What goes in an author media kit
A complete author media kit contains everything a journalist needs to write about you without asking for more: a professional headshot at print resolution, your book cover in high resolution, a 100-word bio and a longer 300-word bio, a book synopsis in two lengths (one paragraph and one page), a 1-2 page excerpt from the book, 10 suggested interview questions covering your book and its themes, any existing press quotes or early review excerpts, and a clear press contact email. The entire kit should be downloadable as a PDF from your author website's press page. Journalists are on deadline -- if they have to ask for any of these, they'll move on.
The digital press kit page on your website
Every author website should have a dedicated press page accessible from the main navigation. This page is your always-available media resource: headshots in multiple sizes, book cover art at both web and print resolution, bios in two lengths, links to previous press coverage, downloadable media kit PDF, and a press-specific contact email. Label it 'Press' in the navigation, not 'Media Kit' -- journalists and editors search for a press page by that name. Update it after every major review, award, or coverage placement. A well-maintained press page signals that you take media relations seriously and makes it easy for a journalist to greenlight a story in five minutes.
The local angle: the easiest press win for debut authors
Before you pitch national publications, pitch local ones. Your local newspaper, regional magazine, community radio station, and city news website are all looking for stories about people from the area doing interesting things. 'Local author publishes debut novel' reliably gets placed in regional media with almost no national platform required. The pitch is simple: a brief email to the features or books editor, a note about your local connection, and a link to your press page. Local press coverage is also a meaningful credential -- a feature in your city's newspaper of record looks good in future pitch emails to larger media outlets.

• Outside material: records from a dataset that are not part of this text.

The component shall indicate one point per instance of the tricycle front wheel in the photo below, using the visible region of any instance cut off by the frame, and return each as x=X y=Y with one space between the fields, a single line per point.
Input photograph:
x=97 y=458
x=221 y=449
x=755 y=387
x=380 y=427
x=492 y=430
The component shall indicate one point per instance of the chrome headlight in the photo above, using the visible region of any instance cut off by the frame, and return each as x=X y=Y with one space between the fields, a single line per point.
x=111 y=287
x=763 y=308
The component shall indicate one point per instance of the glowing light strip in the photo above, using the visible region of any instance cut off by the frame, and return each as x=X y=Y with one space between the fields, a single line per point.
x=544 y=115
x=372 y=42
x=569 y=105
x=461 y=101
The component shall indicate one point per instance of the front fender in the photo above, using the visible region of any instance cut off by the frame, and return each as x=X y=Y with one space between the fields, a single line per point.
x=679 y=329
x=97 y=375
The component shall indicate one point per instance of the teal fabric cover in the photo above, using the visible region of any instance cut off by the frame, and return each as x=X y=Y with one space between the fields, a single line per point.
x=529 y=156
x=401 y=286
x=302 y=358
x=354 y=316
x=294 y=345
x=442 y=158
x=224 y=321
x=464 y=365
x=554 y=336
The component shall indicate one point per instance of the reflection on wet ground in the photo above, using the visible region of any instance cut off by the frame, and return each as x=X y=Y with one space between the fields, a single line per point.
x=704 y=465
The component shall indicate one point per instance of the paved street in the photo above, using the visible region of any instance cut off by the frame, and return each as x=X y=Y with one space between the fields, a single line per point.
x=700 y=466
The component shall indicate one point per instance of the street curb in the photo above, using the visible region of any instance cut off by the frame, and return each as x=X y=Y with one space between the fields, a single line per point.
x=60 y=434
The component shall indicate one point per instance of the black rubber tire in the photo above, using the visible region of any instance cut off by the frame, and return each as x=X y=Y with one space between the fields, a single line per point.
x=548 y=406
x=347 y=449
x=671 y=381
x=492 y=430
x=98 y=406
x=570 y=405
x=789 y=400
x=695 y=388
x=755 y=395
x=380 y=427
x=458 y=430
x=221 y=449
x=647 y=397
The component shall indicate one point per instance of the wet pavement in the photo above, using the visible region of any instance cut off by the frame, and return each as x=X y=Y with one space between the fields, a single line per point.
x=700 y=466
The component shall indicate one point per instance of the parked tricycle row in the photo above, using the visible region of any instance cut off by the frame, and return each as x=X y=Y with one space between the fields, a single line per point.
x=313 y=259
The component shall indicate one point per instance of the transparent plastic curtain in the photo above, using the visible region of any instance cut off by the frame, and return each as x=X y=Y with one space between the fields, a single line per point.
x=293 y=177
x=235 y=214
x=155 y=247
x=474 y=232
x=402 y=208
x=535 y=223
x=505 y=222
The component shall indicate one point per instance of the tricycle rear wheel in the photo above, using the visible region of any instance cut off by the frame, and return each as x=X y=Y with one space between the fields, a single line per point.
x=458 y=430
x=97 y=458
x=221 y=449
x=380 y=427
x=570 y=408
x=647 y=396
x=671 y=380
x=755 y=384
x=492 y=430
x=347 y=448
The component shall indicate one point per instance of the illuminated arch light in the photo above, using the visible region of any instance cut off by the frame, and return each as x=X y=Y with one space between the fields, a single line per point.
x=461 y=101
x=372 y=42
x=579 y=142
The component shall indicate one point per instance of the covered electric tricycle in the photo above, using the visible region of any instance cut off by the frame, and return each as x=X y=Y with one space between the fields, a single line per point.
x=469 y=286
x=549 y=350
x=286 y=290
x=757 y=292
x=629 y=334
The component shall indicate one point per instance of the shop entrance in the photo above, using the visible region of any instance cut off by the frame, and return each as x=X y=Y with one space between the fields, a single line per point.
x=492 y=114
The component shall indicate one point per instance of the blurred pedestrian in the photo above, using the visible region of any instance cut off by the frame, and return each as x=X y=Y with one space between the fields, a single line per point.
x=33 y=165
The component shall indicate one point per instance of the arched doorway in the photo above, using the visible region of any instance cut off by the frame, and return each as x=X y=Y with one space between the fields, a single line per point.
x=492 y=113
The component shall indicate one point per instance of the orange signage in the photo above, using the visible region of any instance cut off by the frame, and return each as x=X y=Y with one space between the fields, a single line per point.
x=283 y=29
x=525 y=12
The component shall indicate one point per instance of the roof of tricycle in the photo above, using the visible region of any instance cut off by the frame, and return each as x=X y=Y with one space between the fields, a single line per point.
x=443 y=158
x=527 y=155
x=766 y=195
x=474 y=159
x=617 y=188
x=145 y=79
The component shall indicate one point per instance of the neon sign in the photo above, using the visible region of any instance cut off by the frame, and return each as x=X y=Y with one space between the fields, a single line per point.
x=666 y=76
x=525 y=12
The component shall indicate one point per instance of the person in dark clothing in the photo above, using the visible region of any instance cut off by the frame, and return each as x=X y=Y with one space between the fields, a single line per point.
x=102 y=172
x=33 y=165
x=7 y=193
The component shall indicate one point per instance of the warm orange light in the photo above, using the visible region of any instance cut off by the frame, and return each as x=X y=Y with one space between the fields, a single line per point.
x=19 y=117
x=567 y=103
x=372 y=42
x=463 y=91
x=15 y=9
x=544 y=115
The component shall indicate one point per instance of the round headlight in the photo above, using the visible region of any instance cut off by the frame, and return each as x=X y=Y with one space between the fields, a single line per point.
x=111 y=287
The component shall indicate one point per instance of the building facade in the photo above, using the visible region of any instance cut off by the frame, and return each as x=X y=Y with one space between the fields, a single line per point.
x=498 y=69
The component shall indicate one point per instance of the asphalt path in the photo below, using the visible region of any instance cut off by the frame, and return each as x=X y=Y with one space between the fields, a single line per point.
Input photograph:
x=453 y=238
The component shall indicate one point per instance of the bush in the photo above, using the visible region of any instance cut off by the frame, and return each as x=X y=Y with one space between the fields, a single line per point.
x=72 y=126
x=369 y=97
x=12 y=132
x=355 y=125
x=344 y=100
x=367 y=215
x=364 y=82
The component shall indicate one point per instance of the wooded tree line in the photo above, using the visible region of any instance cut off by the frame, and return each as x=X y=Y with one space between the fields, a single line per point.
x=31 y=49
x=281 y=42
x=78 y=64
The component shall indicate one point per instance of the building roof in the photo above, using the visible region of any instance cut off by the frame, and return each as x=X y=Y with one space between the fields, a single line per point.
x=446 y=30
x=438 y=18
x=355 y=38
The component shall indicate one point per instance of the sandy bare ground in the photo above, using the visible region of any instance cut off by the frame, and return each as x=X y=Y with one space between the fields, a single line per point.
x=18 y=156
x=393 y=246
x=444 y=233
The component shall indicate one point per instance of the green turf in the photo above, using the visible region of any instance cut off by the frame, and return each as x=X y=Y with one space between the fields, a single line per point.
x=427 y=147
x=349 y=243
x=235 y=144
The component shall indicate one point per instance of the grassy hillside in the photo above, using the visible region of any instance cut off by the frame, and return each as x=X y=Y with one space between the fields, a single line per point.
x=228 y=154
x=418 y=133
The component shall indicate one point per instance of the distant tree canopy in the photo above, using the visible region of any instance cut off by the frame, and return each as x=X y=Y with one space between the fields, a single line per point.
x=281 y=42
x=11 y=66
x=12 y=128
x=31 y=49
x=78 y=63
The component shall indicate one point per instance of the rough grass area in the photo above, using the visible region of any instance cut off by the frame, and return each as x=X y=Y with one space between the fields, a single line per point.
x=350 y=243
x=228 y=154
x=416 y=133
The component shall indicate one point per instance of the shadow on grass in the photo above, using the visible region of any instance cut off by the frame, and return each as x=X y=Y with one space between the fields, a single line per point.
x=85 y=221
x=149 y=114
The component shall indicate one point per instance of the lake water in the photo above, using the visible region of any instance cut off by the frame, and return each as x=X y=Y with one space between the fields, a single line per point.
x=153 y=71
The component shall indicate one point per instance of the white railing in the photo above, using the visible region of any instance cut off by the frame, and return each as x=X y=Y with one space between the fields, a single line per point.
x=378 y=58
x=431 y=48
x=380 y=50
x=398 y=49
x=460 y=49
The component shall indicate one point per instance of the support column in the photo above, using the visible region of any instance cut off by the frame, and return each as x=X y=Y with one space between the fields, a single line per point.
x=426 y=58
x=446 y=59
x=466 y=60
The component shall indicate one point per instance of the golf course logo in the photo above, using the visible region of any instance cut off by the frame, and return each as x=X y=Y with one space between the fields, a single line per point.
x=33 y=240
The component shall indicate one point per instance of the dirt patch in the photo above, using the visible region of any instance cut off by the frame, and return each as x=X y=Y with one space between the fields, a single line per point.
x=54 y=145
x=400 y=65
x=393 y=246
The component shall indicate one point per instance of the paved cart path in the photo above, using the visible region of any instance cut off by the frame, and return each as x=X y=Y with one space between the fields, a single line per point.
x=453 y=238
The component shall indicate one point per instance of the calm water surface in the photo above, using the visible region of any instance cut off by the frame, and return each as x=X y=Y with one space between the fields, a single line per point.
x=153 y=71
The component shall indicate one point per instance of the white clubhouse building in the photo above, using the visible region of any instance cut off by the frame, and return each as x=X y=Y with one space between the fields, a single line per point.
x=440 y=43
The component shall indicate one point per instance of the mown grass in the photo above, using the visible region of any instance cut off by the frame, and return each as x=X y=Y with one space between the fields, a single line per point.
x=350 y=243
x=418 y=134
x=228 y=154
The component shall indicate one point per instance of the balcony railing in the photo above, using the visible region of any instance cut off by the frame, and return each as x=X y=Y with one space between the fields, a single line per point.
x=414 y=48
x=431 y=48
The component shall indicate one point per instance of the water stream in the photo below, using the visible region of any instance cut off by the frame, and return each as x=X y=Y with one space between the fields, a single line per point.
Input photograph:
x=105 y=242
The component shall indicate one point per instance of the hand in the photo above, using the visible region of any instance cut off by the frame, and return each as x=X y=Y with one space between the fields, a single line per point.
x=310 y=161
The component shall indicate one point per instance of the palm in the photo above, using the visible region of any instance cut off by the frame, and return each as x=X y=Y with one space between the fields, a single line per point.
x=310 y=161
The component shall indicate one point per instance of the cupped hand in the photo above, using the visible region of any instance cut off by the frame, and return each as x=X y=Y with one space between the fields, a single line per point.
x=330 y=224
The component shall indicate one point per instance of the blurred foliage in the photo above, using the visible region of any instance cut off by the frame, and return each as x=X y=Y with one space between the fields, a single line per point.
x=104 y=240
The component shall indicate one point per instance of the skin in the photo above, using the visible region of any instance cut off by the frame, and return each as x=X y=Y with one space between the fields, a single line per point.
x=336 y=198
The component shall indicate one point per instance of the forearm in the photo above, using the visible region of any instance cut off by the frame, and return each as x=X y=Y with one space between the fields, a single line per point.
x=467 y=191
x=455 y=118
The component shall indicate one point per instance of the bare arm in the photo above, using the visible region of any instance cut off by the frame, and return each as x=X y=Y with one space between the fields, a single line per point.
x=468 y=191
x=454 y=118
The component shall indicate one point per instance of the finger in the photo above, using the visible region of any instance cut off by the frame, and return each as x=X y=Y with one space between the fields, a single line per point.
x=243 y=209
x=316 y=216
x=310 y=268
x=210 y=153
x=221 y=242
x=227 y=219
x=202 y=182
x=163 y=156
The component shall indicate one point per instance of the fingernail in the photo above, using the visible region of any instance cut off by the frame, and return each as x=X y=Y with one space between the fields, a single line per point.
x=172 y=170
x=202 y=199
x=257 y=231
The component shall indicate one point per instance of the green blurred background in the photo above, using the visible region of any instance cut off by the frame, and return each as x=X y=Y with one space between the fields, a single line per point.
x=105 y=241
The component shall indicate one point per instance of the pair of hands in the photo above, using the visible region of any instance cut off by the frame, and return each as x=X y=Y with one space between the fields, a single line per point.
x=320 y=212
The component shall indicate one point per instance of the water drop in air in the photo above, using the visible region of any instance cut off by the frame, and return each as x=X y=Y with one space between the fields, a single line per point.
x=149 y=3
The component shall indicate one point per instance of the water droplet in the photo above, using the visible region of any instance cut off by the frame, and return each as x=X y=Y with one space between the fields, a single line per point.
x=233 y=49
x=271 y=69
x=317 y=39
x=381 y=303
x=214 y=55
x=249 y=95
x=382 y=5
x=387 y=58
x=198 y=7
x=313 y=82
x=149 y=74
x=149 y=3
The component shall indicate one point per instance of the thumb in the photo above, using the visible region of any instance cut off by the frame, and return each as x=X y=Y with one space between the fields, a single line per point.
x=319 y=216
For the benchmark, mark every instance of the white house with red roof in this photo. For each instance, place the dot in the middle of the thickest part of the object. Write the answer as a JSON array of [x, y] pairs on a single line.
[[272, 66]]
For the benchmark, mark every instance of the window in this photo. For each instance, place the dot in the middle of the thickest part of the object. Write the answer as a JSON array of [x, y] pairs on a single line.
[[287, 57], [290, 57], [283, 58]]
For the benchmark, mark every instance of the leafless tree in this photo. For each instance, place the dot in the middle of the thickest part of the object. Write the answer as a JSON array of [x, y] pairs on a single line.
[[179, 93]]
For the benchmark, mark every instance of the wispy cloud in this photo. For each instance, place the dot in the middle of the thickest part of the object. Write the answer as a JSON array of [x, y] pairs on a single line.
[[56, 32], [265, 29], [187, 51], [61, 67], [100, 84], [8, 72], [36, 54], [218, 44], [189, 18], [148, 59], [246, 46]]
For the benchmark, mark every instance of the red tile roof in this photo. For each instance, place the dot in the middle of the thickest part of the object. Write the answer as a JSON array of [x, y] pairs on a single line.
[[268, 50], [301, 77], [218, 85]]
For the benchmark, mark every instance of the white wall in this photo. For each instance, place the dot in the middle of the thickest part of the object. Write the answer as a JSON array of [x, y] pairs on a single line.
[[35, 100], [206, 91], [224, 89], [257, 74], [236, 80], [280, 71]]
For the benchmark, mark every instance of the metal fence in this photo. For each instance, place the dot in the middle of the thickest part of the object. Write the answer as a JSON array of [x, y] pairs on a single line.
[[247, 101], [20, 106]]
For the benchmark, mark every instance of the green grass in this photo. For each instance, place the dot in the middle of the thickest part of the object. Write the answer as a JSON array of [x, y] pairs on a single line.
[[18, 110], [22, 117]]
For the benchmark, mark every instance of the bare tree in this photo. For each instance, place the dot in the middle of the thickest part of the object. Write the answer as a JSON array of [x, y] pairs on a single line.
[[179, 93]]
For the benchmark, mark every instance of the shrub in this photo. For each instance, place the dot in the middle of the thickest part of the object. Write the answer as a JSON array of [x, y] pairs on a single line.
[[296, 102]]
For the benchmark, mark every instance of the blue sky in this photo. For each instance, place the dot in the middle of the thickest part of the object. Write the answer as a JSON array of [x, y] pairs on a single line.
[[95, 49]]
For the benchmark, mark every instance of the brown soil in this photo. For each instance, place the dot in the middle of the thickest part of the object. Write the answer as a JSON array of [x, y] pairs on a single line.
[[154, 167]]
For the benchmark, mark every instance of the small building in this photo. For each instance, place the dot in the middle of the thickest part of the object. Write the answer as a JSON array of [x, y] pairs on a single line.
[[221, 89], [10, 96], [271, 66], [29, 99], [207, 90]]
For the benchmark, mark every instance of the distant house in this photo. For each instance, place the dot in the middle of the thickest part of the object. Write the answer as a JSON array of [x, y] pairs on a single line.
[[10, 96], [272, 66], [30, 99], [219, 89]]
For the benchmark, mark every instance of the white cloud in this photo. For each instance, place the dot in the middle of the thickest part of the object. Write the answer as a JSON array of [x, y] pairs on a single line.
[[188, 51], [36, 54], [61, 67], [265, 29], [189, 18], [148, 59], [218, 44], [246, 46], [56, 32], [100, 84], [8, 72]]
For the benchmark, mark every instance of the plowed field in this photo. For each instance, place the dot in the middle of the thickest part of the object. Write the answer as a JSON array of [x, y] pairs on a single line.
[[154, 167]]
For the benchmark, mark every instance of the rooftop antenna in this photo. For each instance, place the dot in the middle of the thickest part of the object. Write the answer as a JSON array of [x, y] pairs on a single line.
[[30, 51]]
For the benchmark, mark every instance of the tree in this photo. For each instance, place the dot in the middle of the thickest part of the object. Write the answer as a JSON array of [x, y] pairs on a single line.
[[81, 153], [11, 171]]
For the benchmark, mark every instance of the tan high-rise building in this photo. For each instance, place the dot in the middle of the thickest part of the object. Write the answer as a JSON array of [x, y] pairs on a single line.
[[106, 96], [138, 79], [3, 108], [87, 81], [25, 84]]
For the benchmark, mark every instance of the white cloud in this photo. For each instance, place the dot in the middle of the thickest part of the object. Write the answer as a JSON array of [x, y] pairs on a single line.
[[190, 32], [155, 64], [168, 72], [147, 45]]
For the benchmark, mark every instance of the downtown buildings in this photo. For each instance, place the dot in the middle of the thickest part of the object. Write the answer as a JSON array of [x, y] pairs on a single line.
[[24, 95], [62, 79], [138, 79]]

The news hook: connecting your book to current events
A news hook is what makes your book timely rather than just good. If a geopolitical event makes your thriller's setting suddenly relevant, if a cultural debate touches your memoir's subject, if a scientific development connects to your nonfiction premise -- that's a news hook. Pitch it fast: news cycles last days. Write a hook email in two paragraphs: the first explains the news angle and why your book speaks to it, the second introduces you and the book. Send to journalists who cover the specific topic, not just to book editors. A book page editor might pass on a standard book pitch; a news reporter covering the relevant beat might write a feature.
Following up with journalists
Journalists receive hundreds of pitches and most go unanswered. That doesn't mean you were ignored or rejected -- it often means you landed in an inbox on a deadline day. Wait five to seven business days before following up. One follow-up is appropriate. A second follow-up after another week is acceptable for time-sensitive topics. Beyond two emails, you've said what you have to say. Keep the follow-up short: one sentence restating the angle, one sentence asking if they have questions. Don't attach files again unless specifically requested. If you're not hearing back, it's not personal -- return to the same journalist in three to six months with a new angle or a new news hook.
Media kit vs. sell sheet: knowing which to send
Authors often conflate these two documents, but they serve entirely different audiences with different needs. A media kit is for press: journalists, bloggers, podcast hosts, and event organizers who want to write about you or feature you. It emphasizes story and voice. A sell sheet is for the book trade: bookshop buyers, library acquisitions departments, and distributors who want to know about sales potential, comparable titles, print specifications, and ordering information. Build both. Send the media kit to press contacts. Send the sell sheet to bookshops and libraries. Sending the wrong document signals that you don't understand who you're talking to, which makes the recipient less likely to take you seriously.